An official announcement on May 21 revealed that Chinese President Xi Jinping will be visiting the United States in June, where he will meet with U.S. President Barack Obama at a Californian retreat. The visit is a fitting end to the first round of diplomatic outreach by the new Chinese leadership.
Qin Gang, a spokesperson for the Chinese Ministry of Foreign Affairs, announced the itinerary for Xi’s second overseas trip since taking office. Qin said that the president would be visiting three countries – Trinidad and Tobago, Costa Rica, Mexico – from May 31 to June 6, and would then meet with Obama at the Annenberg Retreat in Rancho Mirage, California on June 7-8.
The highlight of the trip is undoubtedly the Sino-U.S. summit. According to Qin, the two leaders will “have an extensive and in-depth exchange of views on bilateral relations as well as international and regional issues of common interest. It is believed that this meeting is important to the long-term, sound and steady development of China-US relations as well as regional and international peace, stability and prosperity.” Qin also noted that National Security Advisor Tom Donilon will visit China from May 26 to 28, to prepare for the summit.
This news has been quite sudden, but it allows us to identify some characteristics of current Sino-US relations.
First, it was interesting to note how little coverage of the visit there was prior to the official announcement, even in the usually well-informed international media. In fact, the summit is to be held somewhat earlier than expected. That suggests both sides were careful in their preparations and attention.

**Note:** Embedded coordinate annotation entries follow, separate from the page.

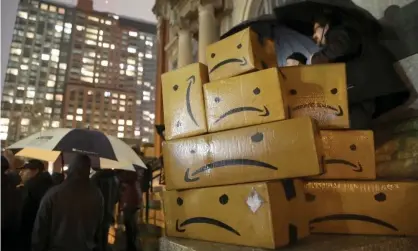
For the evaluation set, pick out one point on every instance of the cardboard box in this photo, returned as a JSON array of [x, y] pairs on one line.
[[348, 155], [363, 207], [318, 91], [265, 215], [184, 110], [277, 150], [240, 53], [250, 99]]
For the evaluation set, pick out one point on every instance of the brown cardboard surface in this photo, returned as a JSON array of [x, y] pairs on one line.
[[363, 207], [222, 214], [184, 111], [240, 53], [348, 155], [277, 150], [250, 99], [318, 91]]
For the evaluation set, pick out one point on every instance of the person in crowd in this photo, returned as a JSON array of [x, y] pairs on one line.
[[373, 85], [130, 202], [108, 185], [296, 59], [10, 209], [71, 213], [36, 182]]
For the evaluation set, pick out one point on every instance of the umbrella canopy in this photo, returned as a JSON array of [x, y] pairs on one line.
[[300, 15], [108, 152]]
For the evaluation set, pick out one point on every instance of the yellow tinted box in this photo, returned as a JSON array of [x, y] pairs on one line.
[[265, 215], [348, 155], [277, 150], [250, 99], [363, 207], [318, 91], [184, 110], [240, 53]]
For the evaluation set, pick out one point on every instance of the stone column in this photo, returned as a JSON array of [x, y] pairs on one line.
[[185, 56], [207, 29]]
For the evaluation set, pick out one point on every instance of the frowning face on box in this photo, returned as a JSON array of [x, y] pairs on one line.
[[253, 98], [318, 91]]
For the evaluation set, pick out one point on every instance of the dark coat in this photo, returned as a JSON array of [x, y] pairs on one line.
[[33, 192], [369, 66], [69, 217]]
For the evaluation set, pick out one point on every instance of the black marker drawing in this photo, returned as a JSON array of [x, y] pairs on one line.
[[353, 217], [191, 81], [205, 220], [225, 163], [242, 62]]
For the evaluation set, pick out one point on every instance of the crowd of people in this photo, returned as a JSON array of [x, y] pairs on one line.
[[72, 210]]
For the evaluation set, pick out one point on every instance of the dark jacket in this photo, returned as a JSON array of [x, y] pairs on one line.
[[369, 66], [33, 192], [70, 216]]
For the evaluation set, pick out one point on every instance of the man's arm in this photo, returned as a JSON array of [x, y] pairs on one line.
[[42, 227], [339, 43]]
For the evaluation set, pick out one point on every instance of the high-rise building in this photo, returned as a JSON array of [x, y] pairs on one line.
[[75, 67]]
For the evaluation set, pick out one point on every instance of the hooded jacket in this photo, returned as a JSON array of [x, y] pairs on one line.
[[70, 214]]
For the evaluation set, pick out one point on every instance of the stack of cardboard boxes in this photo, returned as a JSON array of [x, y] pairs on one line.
[[240, 130]]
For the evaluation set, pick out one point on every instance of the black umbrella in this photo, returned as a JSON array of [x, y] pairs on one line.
[[300, 15]]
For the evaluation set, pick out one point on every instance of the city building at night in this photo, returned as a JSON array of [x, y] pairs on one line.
[[75, 67]]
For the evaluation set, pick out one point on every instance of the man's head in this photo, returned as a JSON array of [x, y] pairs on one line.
[[321, 24], [31, 168], [295, 59]]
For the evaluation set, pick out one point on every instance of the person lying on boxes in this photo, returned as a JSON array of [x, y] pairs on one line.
[[373, 85]]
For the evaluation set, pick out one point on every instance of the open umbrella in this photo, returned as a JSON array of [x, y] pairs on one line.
[[108, 152]]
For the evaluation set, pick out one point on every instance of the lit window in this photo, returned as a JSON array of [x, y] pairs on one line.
[[90, 42], [23, 14], [133, 34], [30, 94], [58, 28], [16, 51], [45, 57], [24, 121], [94, 19], [87, 79], [131, 50], [49, 96], [50, 83]]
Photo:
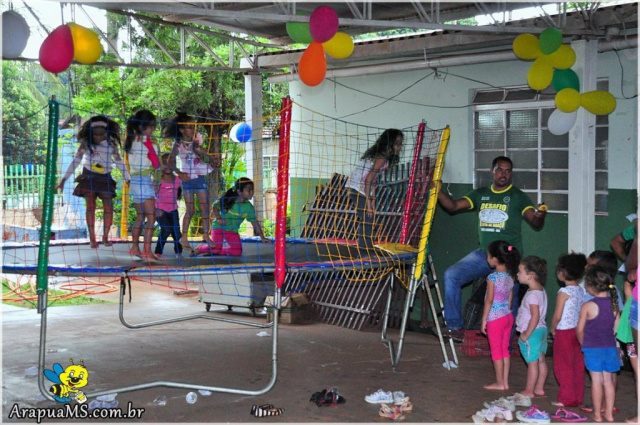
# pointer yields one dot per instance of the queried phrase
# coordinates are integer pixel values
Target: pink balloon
(323, 23)
(56, 52)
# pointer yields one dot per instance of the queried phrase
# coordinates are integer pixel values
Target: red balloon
(313, 65)
(56, 52)
(323, 23)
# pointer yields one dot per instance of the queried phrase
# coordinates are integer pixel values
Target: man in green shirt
(501, 208)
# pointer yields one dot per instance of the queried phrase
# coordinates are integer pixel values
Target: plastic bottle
(192, 397)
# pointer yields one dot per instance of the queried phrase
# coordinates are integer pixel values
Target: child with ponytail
(497, 319)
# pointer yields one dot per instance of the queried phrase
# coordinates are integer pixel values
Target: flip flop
(568, 416)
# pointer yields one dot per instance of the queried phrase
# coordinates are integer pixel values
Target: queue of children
(584, 326)
(156, 185)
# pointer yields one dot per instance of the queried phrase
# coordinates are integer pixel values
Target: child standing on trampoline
(99, 150)
(230, 211)
(188, 146)
(497, 319)
(142, 158)
(362, 181)
(168, 194)
(531, 323)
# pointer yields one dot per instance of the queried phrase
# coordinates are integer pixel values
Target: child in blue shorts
(598, 319)
(531, 323)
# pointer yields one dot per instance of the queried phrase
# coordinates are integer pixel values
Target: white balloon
(561, 122)
(15, 34)
(234, 131)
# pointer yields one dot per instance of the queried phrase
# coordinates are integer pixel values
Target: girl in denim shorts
(193, 170)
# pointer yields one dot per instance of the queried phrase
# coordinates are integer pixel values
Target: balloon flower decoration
(15, 34)
(321, 32)
(552, 66)
(241, 132)
(68, 42)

Second, the fact that planning for the visit involves the U.S. National Security Advisor and his counterparts in China indicates that security is an important objective of this visit, rather than the usual focus on general political, economic and cultural issues that might be associated with a state visit.
Third, Xi visited the U.S. in February 2012 when he was vice president. The upcoming visit is coming only just over a year later and only two months after taking office. That’s quite unprecedented in the context of bilateral relations. Former President Hu Jintao took office in March 2003, but didn’t visit the U.S. until three years later in April 2006. Jiang Zemin became president in March 1993, and made his first U.S. visit four years later, in October 1997.
Finally, this is not a state visit. Xi and Obama will meet at the Annenberg Retreat in Rancho Mirage, California. The arrangement suggests a degree of maturity in the Sino-U.S. relations, and a chance to take the relationship to a new level.
Xi Jinping’s visit is the climax of a wave of diplomacy that has taken place in the 100 days since the new Chinese leadership took office.
Over the past three months, top Chinese officials including President Xi Jinping, Premier Li Keqiang, Vice President Li Yuanchao, State Councilor for Foreign Affairs Yang Jiechi, and Foreign Minister Wang Yi have all taken trips abroad. Destinations have encompassed Africa and Latin America; Russia, Germany and other major powers, Tanzania and a number of smaller countries; both India and Pakistan as well as other Chinese neighbors; and traditional friends such as Venezuela.
Xi opened his travels with Russia, and so the U.S. trip is a fitting bookend. These visits underscore the importance Beijing places on relations with both Moscow and Washington, and its interest in keeping those ties steady. It also offers evidence of China’s commitment to multi-faceted – or “all-directional” – great power diplomacy.